Ayetin meallerindeki dilsel farklılıklar
Meal SahibiKullanılan İfadeDilsel Tonu
Abdulbaki Gölpınarlıdoğru yola sevkettiyse odur doğru yolu bulanAçıklayıcı
Diyanet İşleridoğru yola iletirse, odur doğru yolu bulanGeleneksel
Elmalılı Hamdi Yazırkime hidayet ederse, o hidayete ererGeleneksel
Mehmet OkuyanAllah’ın hidayet ettiği kişi doğru yola ulaş(tırıl)mıştırModern
Ömer Nasuhi Bilmenkime hidâyet ederse işte hidâyete eren odurGeleneksel
Süleyman Ateşkime yol gösterirse, işte yolu bulan odurAçıklayıcı
Süleymaniye Vakfıkimi de sapık sayarsaAçıklayıcı
Yaşar Nuri Öztürkyol gösterdiği, gerçeğe varmıştırModern

Tabloda görüldüğü üzere, ayetin Türkçe meallerinde ortak bir ifade olarak 'doğru yola iletmek' veya 'hidayet etmek' gibi terimler öne çıkmaktadır.
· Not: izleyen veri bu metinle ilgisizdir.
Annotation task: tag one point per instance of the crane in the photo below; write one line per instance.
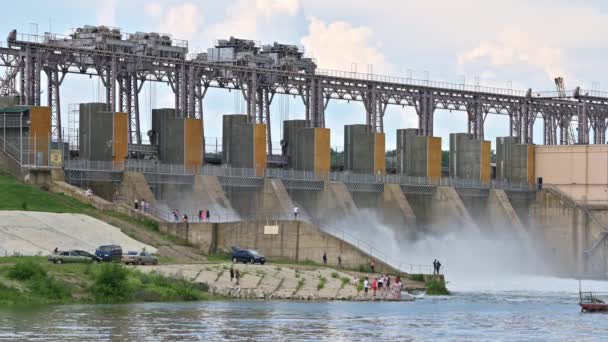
(561, 93)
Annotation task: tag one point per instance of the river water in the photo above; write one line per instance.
(509, 309)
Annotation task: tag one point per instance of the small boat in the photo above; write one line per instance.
(592, 301)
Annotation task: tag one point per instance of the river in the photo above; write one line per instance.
(509, 309)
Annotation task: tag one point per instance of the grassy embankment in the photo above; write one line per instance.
(15, 195)
(34, 280)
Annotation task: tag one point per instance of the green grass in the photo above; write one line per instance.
(436, 287)
(416, 277)
(18, 196)
(322, 282)
(33, 280)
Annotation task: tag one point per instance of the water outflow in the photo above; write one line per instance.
(464, 252)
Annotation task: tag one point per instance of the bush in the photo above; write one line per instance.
(26, 270)
(436, 287)
(111, 284)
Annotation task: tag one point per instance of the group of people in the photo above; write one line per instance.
(235, 274)
(383, 286)
(141, 205)
(436, 266)
(204, 215)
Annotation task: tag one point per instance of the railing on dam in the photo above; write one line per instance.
(373, 182)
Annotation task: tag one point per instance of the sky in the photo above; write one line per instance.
(515, 44)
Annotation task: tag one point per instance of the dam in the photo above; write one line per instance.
(544, 205)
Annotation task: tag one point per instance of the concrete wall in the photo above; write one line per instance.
(567, 232)
(363, 150)
(96, 127)
(469, 158)
(514, 162)
(581, 171)
(402, 149)
(448, 212)
(311, 150)
(243, 144)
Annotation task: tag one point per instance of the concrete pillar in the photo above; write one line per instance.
(514, 162)
(179, 139)
(307, 148)
(469, 158)
(401, 148)
(422, 156)
(364, 151)
(243, 143)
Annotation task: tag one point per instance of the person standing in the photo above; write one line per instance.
(374, 286)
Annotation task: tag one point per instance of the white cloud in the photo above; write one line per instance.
(339, 44)
(243, 17)
(182, 21)
(516, 47)
(106, 13)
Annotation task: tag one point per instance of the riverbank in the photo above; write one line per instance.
(281, 281)
(35, 281)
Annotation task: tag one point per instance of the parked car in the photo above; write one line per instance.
(139, 258)
(73, 256)
(247, 256)
(111, 253)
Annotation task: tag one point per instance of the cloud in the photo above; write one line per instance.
(339, 44)
(516, 47)
(243, 17)
(182, 21)
(106, 13)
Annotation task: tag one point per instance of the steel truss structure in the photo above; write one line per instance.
(123, 75)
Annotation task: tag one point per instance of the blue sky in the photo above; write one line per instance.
(518, 43)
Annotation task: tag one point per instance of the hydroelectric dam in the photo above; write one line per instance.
(538, 208)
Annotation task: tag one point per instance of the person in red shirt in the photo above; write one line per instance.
(374, 286)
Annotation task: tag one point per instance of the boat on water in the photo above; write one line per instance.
(592, 301)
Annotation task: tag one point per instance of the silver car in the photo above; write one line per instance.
(140, 258)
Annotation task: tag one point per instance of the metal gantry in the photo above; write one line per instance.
(124, 62)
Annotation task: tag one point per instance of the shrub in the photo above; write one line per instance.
(111, 284)
(26, 270)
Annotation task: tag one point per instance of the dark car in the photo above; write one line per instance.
(111, 253)
(247, 256)
(73, 256)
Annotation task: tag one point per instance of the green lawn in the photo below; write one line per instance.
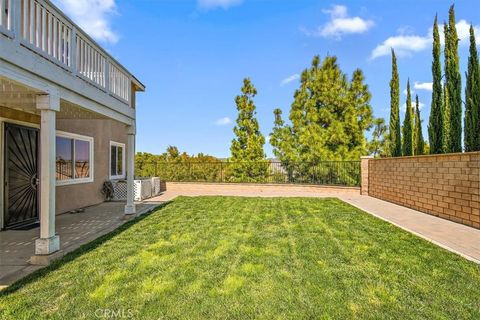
(243, 258)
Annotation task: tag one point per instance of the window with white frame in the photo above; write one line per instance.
(74, 158)
(117, 160)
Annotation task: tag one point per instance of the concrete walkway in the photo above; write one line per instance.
(17, 246)
(452, 236)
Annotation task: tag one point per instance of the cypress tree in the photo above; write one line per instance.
(247, 147)
(408, 126)
(472, 98)
(436, 120)
(454, 84)
(446, 118)
(419, 142)
(394, 133)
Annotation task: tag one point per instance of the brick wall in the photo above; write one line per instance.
(447, 186)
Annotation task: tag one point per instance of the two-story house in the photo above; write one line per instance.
(67, 119)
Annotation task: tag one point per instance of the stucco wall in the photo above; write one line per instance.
(76, 196)
(447, 186)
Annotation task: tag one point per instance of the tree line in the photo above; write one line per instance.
(330, 114)
(445, 122)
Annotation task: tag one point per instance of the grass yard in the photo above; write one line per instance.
(243, 258)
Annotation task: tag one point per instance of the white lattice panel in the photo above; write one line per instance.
(142, 189)
(155, 186)
(120, 190)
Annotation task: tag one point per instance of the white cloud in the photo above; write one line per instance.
(93, 16)
(403, 45)
(289, 79)
(213, 4)
(407, 45)
(223, 121)
(340, 24)
(428, 86)
(420, 105)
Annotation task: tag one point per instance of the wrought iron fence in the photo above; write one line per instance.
(344, 173)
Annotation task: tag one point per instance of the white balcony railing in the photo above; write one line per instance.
(41, 27)
(5, 16)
Bu tür ifadelerin tercih edilmesi, ayetin ana temasını yansıtmakta ve Allah'ın hidayetinin önemini vurgulamaktadır. Bununla birlikte, mealler arasında dilsel ton farklılıkları da mevcuttur. Geleneksel mealler, daha klasik bir dil kullanırken, modern mealler daha sade ve anlaşılır bir dil tercih etmektedir. Özellikle, 'doğru yola ulaşmak' gibi ifadelerin modern meallerde daha sık kullanılması, günümüz okuyucularının anlayışına uygun bir dil ile aktarım sağlamaktadır. Diğer yandan bazı ifadelerde belirgin bir dille farklılaşma görülmektedir; örneğin 'sapık sayarsa' ifadesi bazı meallerde yer alırken, diğerlerinde daha genel bir anlatım tercih edilmiştir. Bu durum, anlamda belirli bir nüans farkı yaratabilir ama genel olarak ayetin mesajı bakımından bir bütünlük sağlandığı söylenebilir.